Which is why I say the matter at hand plays badly with them, because other than a single decision and die roll, it isn't their choice.
On this I agree; IMO a more granular resolution is called for here, in whatever form that may take.
 

Thomas Shey

Legend
Capture, death, level drain, limb loss, expensive-possession destruction or theft, loss of honour or reputation, sudden and debilitating aging, domination or mind control - all of these are things that PCs (and, by extension, players) are going to actively try to have their PCs avoid suffering while at the same time in many cases doing their best to inflict (some or all of) these same things onto their enemies.

And I repeat, that doesn't mean they're all the same and players are required to accept all of them as the price of playing.


What's less or more bad doesn't matter, as the definition of "less" and "more" may and will vary widely from player to player.

And that's why you pay attention to the overall trend of a group of players and don't just assume everyone will be good with all of them.

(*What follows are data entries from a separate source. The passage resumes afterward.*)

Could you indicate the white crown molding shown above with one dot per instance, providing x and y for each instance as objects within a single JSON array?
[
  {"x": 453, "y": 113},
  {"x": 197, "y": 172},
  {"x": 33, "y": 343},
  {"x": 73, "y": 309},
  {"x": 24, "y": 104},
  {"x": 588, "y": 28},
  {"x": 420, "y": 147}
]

Otherwise you're just deciding its all about you and what they want is irrelevant.

On this I agree; IMO a more granular resolution is called for here, in whatever form that may take.

"Required" is a strong word, but its absolutely what a lot of players expect.
 

innerdude

Legend
I'm kind of sort of only "drive by thread-skimming", but PC capture is universally unfun.

Had a GM who did it twice, once running 3.5, once running GURPS. Both times we banged our heads against the wall for 90 minutes or so, trying to read his mind about how we were going to get out.

If it follows from general principles of play, I don't mind at all. Mind controlled as the result of an NPC casting a Domination spell and I fail my save? No problem. Compelled to act by a vow / background that's part of my character, and the principles of the system demand my character to act? (This is Ironsworn's bread and butter, by the way.) Almost always okay, as long as it's not someone abusing the "Lawful Stupid" or "Chaotic Doofus" character traits.

Unilateral imposition of a GM declaration of "You're captured" with no option for the PCs to declare their own actions?

"Okay. So can we skip to the part where the PCs get out, or should I go home now?"
 

loverdrive

Prophet of the profane (She/Her)
I can't quite go that far about characters.

But I think it's entirely true of our story. And while I always want to respect player agency with their characters, that means respecting their decisions, not always making the outcomes of those decisions what they were hoping for.
What character (any character, PC, NPC, or whatever else) can or cannot do is absolutely influenced by things outside of the character and outside of the player because, well, there are other participants. Unless it's a solo game, but then this whole discussion doesn't apply anyway.

In most games, you can't really say "lol I take a dump on the table", even if it's something that your character would do and it's something you want your character to do (damn, this gets complicated). You have to put your desires aside for the needs of the collective. You get to exercise control over your character's actions/feelings/whatever only as long as it serves the game.

I don't mind someone (or something — like, say, the rules) else assuming control through aggressive framing (e.g: You're at home, drinking yourself to death like you do every single day, when you hear commotion outside. What ya gonna do?), describing the outcome of an action (You try to squeeze the trigger... And you can't. You're not that heartless.) or whatever else, as I don't expect to have it all the time.

What I see as violation of agency is when you're given a choice, but then it gets ignored. That I hate with burning passion.